Все быстрее и быстрее, все ближе мчались пляшущие призраки вокруг головы Странного Горца. Не было для него большей радости, не было для него ничего лучшего в жизни, как играть на своей дудке, когда эти призраки, и Посвистни, и те, что мир золотят, и те, что его ночью кроют, и те, что его разрушают — летели к нему из пространства и плясали под его музыку. Эх, как он радовался! Ему казалось, что он мир заворожил у своих ног, — да так, пожалуй, оно и было. Конечно, дивной была игра, которую и духи слушали. Тешился он ею, играл себе, играл на высотах, на высоких гранях, где гордые выси гор оперли свои руки, чтобы спокойно разостлать огромные тела и уснуть под горным ветром. Эх! он играл там, где ветер гнет шею и крылья перелетного журавля, летит вниз к озерам, кружит вокруг гор, как орел, и, как огромный гриф с мечущей грады гривой, взвивается к звездам и расстилается туманом по земле.
Так он играл!..
Но теперь вдруг его охватил страх. Пляшущие призраки, безумно кружась вокруг его головы, плясали все ближе и ближе, все быстрее и порывистей, и стали задевать его волосы и лицо. Дивились два горца, что слушали его внизу, под скалами. Из дудки Странного Горца вырывались звуки, похожие на вой покрытых льдом скал, когда зимой об них ударяет бешеными крыльями буря. Вдруг дудка замолкла. Пляска захватила в свой вихрь Странного Горца за волосы, за плечи, за руки. Странный Горец с дудкой в руке кружился на скале, чуть не летал в воздухе. Изумились, испугались горцы. Он кружился, скакал на лету, вертелся, как обезумевшая в вихре ветка, которую ураган сорвет и начнет кружить плашмя на месте. Круги его становились все быстрее, скорее, порывистее. Призраки, которые слетались на его игру, как мотыльки на огонь, захватили его в свою пляску, в пляску, которую он вызвал своей игрой.
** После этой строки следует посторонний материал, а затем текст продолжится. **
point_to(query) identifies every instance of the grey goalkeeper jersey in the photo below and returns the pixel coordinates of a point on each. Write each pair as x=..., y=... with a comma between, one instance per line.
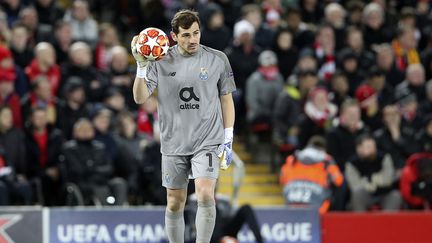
x=188, y=91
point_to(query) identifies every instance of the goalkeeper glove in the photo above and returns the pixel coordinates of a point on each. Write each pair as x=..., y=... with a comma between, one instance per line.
x=141, y=61
x=225, y=150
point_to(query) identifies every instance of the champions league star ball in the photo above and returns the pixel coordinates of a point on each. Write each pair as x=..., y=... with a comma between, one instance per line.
x=152, y=44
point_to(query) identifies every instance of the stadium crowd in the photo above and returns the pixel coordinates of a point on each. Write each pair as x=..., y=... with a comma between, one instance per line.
x=354, y=72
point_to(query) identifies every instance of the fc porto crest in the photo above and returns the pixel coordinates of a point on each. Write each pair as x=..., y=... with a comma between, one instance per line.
x=203, y=74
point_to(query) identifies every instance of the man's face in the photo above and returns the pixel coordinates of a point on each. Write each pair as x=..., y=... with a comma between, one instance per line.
x=6, y=120
x=188, y=39
x=84, y=131
x=367, y=149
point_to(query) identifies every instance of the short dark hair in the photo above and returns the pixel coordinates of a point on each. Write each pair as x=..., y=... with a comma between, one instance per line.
x=184, y=18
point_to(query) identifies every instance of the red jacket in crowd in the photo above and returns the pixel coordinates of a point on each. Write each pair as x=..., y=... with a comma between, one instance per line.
x=409, y=175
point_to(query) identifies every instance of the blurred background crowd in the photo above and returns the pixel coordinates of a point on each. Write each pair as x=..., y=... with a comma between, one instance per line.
x=347, y=78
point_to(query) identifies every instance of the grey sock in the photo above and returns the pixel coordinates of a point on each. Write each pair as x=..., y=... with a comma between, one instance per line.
x=205, y=221
x=174, y=226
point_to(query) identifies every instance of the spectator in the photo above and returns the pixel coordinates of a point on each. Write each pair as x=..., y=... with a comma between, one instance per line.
x=153, y=13
x=14, y=183
x=84, y=27
x=120, y=74
x=287, y=53
x=7, y=65
x=371, y=177
x=102, y=122
x=8, y=96
x=215, y=33
x=73, y=107
x=307, y=177
x=349, y=65
x=394, y=140
x=272, y=11
x=341, y=138
x=22, y=53
x=139, y=162
x=416, y=181
x=108, y=39
x=230, y=219
x=303, y=36
x=242, y=48
x=385, y=62
x=263, y=33
x=114, y=101
x=30, y=19
x=306, y=63
x=80, y=65
x=148, y=119
x=377, y=80
x=405, y=48
x=45, y=65
x=375, y=31
x=318, y=115
x=311, y=11
x=5, y=32
x=40, y=96
x=12, y=9
x=424, y=136
x=43, y=144
x=88, y=166
x=426, y=105
x=62, y=40
x=48, y=12
x=325, y=52
x=354, y=15
x=262, y=88
x=355, y=43
x=335, y=17
x=414, y=82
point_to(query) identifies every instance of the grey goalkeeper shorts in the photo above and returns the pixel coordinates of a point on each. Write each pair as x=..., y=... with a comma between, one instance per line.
x=177, y=170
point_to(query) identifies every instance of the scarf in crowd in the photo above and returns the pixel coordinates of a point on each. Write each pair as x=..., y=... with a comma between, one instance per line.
x=269, y=73
x=403, y=58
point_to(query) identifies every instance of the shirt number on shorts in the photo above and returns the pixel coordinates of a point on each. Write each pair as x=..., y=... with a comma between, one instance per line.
x=210, y=159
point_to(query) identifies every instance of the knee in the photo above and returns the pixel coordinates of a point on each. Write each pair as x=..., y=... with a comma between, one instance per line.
x=175, y=202
x=205, y=195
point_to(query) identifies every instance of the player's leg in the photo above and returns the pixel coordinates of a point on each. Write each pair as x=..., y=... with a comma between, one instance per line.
x=175, y=170
x=205, y=170
x=174, y=215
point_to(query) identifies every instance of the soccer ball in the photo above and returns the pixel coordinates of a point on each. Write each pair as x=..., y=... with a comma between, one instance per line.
x=152, y=44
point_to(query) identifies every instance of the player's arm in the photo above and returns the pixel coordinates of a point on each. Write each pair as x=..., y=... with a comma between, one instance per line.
x=139, y=89
x=228, y=115
x=228, y=112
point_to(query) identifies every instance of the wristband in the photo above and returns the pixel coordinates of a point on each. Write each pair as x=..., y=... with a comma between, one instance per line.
x=229, y=134
x=141, y=71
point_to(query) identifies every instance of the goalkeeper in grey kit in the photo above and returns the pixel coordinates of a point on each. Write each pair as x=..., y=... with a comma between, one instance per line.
x=196, y=111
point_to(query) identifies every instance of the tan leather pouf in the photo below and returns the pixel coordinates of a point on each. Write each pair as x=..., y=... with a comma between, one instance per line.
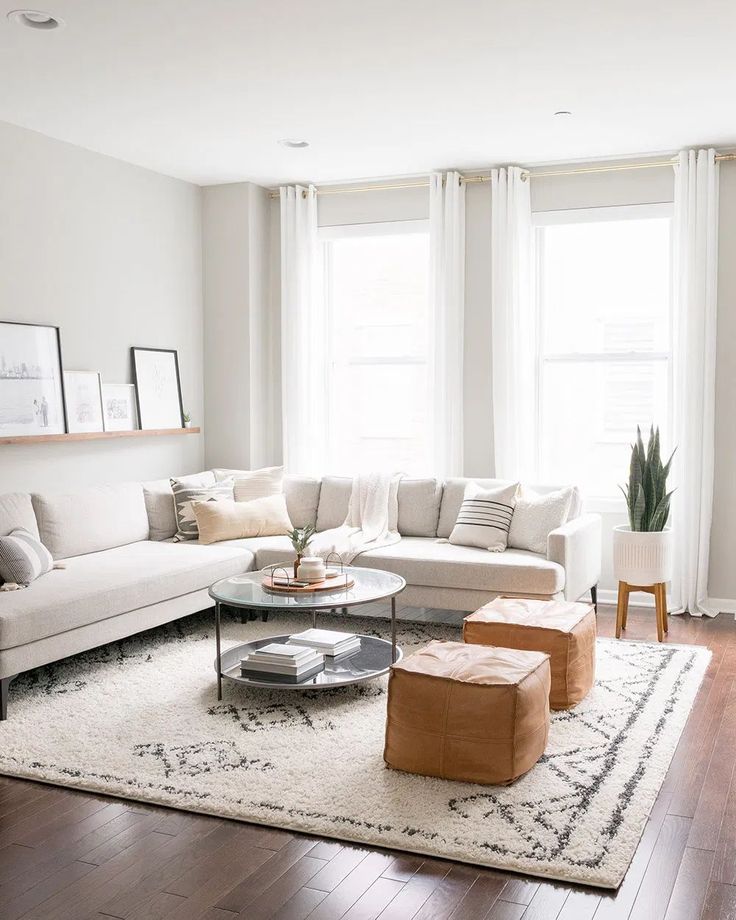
x=565, y=630
x=467, y=712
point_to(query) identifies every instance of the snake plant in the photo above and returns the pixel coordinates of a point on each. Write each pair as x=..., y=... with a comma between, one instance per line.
x=646, y=494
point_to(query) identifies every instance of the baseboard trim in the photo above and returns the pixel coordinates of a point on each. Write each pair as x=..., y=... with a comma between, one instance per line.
x=723, y=604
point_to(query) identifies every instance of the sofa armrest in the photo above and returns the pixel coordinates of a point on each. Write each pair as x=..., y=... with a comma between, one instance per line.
x=576, y=546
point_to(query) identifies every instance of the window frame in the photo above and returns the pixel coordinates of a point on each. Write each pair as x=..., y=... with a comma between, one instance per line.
x=605, y=214
x=325, y=236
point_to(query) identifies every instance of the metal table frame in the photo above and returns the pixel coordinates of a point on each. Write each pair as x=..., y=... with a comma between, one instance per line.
x=314, y=611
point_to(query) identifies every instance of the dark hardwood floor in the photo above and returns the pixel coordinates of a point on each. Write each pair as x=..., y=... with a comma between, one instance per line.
x=67, y=855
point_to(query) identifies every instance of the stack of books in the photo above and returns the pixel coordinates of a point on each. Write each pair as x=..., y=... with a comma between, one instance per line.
x=282, y=662
x=327, y=641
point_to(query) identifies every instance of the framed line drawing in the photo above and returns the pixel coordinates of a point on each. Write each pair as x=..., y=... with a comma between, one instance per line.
x=83, y=401
x=119, y=407
x=157, y=387
x=31, y=380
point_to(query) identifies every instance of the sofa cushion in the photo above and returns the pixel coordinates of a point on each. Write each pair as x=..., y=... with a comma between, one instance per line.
x=267, y=550
x=92, y=519
x=160, y=508
x=101, y=585
x=419, y=507
x=302, y=499
x=454, y=491
x=334, y=502
x=424, y=561
x=16, y=512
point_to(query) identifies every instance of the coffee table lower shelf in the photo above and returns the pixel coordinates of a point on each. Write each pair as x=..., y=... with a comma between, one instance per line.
x=373, y=659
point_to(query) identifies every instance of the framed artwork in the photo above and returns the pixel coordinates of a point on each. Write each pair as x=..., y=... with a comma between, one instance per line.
x=118, y=407
x=158, y=387
x=83, y=401
x=31, y=381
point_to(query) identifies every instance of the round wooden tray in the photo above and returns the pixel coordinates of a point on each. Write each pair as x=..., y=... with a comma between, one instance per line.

Вот те, бледные, с улыбками упырей, что пришли неведомо откуда, начали сосать из него кровь, впиваясь губами в его лицо, шею и руки, роняя из всклокоченных волос огненных ящериц, похожих на пляшущие в ветре язычки факелов. Странный Горец не мог защищаться, не мог остановиться. Мглы вытянули кривые когти, Лазоревики оплетали его тело цепкими сетями, — со всех сторон, отовсюду падали на него хищные тенета. Он хотел вырваться из плясового вихря, из роя бестелесных призраков. Хотел вырваться, упереться, — не мог.
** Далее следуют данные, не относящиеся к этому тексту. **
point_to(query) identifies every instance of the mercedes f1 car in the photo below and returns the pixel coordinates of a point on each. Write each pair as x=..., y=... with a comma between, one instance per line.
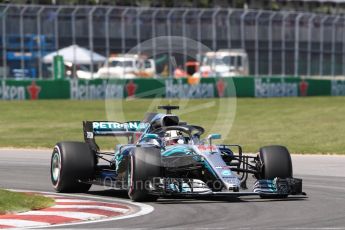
x=167, y=157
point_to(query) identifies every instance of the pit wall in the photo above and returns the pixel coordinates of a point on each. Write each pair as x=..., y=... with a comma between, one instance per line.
x=170, y=88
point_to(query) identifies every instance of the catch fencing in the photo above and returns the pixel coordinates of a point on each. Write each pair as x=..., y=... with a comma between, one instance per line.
x=277, y=42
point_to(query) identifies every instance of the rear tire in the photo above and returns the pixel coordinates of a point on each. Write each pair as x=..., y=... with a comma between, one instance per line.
x=276, y=161
x=71, y=162
x=144, y=164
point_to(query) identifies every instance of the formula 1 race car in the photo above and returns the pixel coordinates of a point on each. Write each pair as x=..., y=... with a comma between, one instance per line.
x=167, y=157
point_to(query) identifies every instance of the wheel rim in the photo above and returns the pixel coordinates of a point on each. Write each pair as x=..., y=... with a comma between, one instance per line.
x=56, y=167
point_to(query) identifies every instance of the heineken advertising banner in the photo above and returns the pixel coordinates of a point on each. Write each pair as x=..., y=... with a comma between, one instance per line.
x=169, y=88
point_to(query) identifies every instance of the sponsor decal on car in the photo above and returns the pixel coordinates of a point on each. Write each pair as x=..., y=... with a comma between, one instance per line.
x=116, y=126
x=207, y=148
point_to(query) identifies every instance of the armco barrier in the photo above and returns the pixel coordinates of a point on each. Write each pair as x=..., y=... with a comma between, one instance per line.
x=169, y=88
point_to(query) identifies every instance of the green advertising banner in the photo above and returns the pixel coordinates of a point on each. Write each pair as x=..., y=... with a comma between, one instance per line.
x=169, y=88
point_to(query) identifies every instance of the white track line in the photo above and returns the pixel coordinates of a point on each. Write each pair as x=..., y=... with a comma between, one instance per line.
x=144, y=209
x=122, y=210
x=73, y=200
x=22, y=223
x=68, y=214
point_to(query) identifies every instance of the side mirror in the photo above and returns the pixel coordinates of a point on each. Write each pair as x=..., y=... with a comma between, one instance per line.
x=214, y=136
x=151, y=136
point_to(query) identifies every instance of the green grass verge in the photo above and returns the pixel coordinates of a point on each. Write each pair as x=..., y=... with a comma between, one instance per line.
x=304, y=125
x=12, y=202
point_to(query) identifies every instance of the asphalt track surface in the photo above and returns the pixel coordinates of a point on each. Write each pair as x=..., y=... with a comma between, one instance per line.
x=324, y=207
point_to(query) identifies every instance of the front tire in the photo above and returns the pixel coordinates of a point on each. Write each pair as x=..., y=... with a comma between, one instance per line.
x=144, y=165
x=70, y=163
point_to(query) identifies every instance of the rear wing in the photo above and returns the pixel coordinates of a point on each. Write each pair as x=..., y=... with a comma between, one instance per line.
x=130, y=129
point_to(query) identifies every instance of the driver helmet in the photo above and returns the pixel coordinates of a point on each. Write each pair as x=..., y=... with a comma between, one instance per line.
x=173, y=137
Земля уходила у него из-под ног, камни становились скользкими, словно их покрыл лед. Он плясал на скале, влекомый какою-то силой, под такт музыки, которая замолкла в дудке, но звучала в воздухе. И скалы над ним, и долины и озера под ним — стали вертеться в чудовищном хороводе, в страшном хаосе. Мозг стал лопаться в голове Странного Горца. Сердце не успевало биться.
— Погибаю! — раздался отчаянный крик.
Его призраки! Его призраки! И те, и те что пришли — откуда?
Завороженные игрой, завороженные в пляску — под его музыку…
Вдруг дудка лопнула в руке Странного Горца, а он сам закружился и грохнулся вниз головою к Пятиозерью, на скалы, со скал на камни внизу — мозг брызгал на острых камнях, кровь падала каплями, как искры головни, брошенной с горы.
— Смотри! Смотри! Что случилось!? Он на ту сторону упал! — крикнул в ужасе один горец другому, один из тех, что слушали и смотрели снизу.
— Господи! Словно его что-то сдунуло! — крикнул другой в ужасе.
— Ей-ей! Да что? Ведь там с ним никого не было!
— Кто знает? Может, кто и был, да только нам видеть нельзя! — ответил второй.
Помолчали минуту.
— Да кто ж это там мог быть?
— Нечистый!
И оба бросились бежать вниз по пескам к Панщицким шалашам, держа в руках шляпы, чтобы они не свалились от их козьих прыжков. От ужаса волосы стали дыбом у них на голове.
ДОЛИНА ПОДГАЛЬЯ В ПРЕЖНЕЕ ВРЕМЯ
В старину, когда по всей Подгалянской долине от Особистой горы на Ораве до самого Спижа, до его ледяных вершин везде чернели только леса, леса и леса, — все было совсем иначе. Страшно и жутко; люди редко еще там селились и только кое-где, кое-где вырубали поляны. Строили они избы из круглых стволов, трехугольные шалаши. Ворота, замки должны были быть крепки. Амбары и овины заперты со всех сторон: и в оврагах и в реках полно было богинок, — ну, они и лезли и много вреда делали людям. Надоедали, страсть!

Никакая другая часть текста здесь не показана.